Ha sido una semana negra para los ciclistas, no solo para los más aficionados, sino incluso para uno de los mejores corredores del panorama actual. El atropello mortal de Oliva, más otros en Tarragona y Pamplona, han encendido la voz de alarma. Además, hasta Chris Froome ha sido víctima de esta especie de plaga, que pone de manifiesto la cada vez más difícil convivencia entre las bicis, los coches (y yo añadiría, incluso, con los peatones).

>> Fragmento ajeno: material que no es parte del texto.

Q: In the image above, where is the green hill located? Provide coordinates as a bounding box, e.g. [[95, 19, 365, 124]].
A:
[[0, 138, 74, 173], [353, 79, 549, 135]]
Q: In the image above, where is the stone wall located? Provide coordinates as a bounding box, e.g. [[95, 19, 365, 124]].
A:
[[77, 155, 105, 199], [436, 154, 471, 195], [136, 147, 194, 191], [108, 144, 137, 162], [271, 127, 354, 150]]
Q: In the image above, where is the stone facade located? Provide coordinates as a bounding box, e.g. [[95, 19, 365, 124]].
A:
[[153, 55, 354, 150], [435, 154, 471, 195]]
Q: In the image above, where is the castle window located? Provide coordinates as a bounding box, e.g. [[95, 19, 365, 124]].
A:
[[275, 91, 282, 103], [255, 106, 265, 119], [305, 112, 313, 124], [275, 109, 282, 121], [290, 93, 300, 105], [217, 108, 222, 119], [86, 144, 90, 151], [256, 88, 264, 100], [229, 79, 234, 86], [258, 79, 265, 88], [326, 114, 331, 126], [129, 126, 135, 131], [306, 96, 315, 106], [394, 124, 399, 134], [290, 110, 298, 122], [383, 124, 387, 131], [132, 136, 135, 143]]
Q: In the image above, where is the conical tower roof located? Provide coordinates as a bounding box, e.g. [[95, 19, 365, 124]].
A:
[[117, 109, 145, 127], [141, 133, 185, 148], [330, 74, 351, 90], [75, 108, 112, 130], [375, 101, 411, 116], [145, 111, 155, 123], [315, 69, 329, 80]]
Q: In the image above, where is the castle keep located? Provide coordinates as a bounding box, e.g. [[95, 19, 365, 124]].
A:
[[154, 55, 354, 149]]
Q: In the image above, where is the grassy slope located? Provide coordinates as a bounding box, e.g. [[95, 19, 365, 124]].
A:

Está claro que, en la mayoría de los accidentes, ha influido la presencia del alcohol y las drogas, en unos índices desorbitantes, en los conductores de los vehículos (es decir, que igual que se llevaron por delante a corredores, hubiese podido ocurrir con otros coches y/o personas). No obstante, el ciclista, a menudo, se enfrenta a la jungla cada vez que sale a circular. Ciudades mal diseñadas, carreteras que ni siquiera disponen del preceptivo arcén... y un no sé qué en el ambiente que convierte a todo aquél que viste un maillot, en enemigo público número 1. Como si fueran un estorbo, no solamente para los que al volante se piensan que son los amos del asfalto, sino incluso para los viandantes.

Generalizar es peligroso, y los hay también que, sobre el sillín, circulan por aceras como si fuesen circuitos cerrados, que no hacen caso a las señales de tráfico saltándose semáforos y stops. Pero, desde luego, me atrevería a decir que los ciclistas son los seres más desvalidos de los que pueblan ciudades y carreteras.